Geographical information systems (GIS) can be used in the supply chain in many different ways, but the primary one is advanced visualization, says Hall. GIS mapping ties many different data sources together, he says, so instead of just looking at spreadsheets, users can have a visual and intuitive picture of what is going on in the supply chain at their fingertips.
GIS uses GPS technology for location purposes, but GIS adds data "in a way that allows the user to make intelligent strategic and tactical decisions," says Hall. Esri makes software that brings the data together, analyzes and maps it. "We also build the tools that actually do the advanced mapping," he says. The company currently has 70 offices around the world and about a million users of its software, in the supply chain as well as other industries.

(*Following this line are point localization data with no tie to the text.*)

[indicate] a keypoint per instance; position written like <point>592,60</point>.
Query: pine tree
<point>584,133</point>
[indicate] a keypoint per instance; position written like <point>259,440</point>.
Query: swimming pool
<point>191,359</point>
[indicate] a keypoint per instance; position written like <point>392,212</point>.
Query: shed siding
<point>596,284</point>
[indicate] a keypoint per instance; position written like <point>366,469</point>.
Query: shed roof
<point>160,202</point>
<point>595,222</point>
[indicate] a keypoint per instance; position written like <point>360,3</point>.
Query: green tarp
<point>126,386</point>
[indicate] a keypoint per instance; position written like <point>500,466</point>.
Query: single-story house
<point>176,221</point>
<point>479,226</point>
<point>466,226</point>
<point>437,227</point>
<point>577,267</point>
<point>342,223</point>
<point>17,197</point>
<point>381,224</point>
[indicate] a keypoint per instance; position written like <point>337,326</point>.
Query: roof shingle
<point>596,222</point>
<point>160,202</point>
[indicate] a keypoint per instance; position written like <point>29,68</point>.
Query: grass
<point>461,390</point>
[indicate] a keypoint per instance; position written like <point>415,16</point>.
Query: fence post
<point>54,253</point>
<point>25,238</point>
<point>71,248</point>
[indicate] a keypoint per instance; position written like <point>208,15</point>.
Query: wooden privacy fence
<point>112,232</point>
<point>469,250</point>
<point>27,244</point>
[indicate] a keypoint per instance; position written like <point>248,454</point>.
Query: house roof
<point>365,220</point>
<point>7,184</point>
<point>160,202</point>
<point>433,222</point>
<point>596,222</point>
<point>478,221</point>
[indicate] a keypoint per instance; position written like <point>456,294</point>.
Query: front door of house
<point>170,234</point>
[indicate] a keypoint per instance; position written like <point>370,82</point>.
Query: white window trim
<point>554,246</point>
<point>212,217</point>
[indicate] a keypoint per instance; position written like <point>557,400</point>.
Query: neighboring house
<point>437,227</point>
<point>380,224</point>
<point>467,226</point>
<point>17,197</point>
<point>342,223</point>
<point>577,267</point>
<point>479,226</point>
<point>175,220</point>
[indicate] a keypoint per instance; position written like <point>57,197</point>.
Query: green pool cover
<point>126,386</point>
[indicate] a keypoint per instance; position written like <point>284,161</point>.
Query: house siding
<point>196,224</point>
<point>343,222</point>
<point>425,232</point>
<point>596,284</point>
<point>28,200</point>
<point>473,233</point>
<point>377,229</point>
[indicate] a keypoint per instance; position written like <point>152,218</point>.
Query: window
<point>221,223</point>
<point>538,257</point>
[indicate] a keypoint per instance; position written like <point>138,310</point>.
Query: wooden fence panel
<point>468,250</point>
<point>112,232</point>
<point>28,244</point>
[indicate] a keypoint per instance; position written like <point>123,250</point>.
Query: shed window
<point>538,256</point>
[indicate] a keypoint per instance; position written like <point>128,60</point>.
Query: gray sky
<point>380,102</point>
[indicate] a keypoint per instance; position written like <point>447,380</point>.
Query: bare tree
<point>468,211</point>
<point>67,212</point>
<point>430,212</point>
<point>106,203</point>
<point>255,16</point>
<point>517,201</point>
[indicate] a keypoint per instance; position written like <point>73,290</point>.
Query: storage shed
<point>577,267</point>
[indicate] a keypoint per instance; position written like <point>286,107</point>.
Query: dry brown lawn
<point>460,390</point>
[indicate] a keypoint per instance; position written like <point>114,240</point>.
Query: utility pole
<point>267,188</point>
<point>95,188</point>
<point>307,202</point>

One application where GIS plays an important role is risk management, says Hall. "If you think about the many natural disasters we have had recently where suppliers were not able to ship product, you can see the value for strategic planning of knowing what risks are inherent in the geography - flat coastal areas where a tsunami might hit, for example. This type of information can be seen ahead of time with mapping tools and overlaid data, so you know which manufacturing facilities and which transportation routes will be impacted."

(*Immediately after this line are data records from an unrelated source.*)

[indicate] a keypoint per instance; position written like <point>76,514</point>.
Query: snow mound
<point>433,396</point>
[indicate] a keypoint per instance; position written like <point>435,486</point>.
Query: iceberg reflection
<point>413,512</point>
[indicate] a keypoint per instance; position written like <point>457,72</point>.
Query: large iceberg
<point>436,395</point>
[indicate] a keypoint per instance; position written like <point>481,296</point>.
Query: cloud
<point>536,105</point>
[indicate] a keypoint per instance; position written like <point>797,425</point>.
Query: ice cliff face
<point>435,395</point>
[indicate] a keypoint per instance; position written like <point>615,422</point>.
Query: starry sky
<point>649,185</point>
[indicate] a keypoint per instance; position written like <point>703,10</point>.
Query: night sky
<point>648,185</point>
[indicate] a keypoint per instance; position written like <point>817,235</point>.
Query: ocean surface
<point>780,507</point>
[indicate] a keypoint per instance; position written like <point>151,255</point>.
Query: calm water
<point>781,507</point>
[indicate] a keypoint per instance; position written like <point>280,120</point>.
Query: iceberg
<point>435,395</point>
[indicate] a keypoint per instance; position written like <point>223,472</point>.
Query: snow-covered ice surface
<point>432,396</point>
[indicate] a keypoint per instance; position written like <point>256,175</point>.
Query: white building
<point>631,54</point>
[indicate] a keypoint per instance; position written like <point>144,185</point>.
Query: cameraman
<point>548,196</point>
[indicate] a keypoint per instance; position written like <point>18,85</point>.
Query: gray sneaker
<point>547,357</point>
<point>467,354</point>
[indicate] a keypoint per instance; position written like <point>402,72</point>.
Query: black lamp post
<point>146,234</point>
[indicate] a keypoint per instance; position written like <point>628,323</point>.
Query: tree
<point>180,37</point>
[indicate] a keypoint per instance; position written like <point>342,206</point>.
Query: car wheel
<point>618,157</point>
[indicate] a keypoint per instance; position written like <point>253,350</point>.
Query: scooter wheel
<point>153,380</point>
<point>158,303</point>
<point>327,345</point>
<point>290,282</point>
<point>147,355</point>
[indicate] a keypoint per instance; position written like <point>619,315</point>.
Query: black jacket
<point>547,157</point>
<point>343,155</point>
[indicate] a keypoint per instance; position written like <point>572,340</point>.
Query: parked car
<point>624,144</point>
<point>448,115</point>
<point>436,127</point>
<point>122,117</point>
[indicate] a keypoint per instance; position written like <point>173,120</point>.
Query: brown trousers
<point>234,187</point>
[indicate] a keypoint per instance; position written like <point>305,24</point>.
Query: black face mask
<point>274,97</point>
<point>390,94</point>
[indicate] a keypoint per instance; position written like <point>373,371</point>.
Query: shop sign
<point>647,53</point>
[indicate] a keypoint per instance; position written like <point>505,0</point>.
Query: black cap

GIS also is valuable in real-time planning, Hall says, noting that most emergency management organizations in the world use Esri GIS to map those events . "We have that data available right away so we can show people what is going on in real time," Hall says. "They can take that information and make operational decisions in real time to help manage the supply chain and mitigate risk. There is no way to see that information looking at spreadsheets and databases."
Another application is to map movement inside facilities to do pattern analysis, he says. For example, retailers can see which aisles get the most traffic, providing insights on where to place merchandise.
The biggest challenge for this technology is the lack of standardization in terms of all the different data sources, says Hall. "Standardization needs to happen among industries to make it easy for anyone to access any type of data."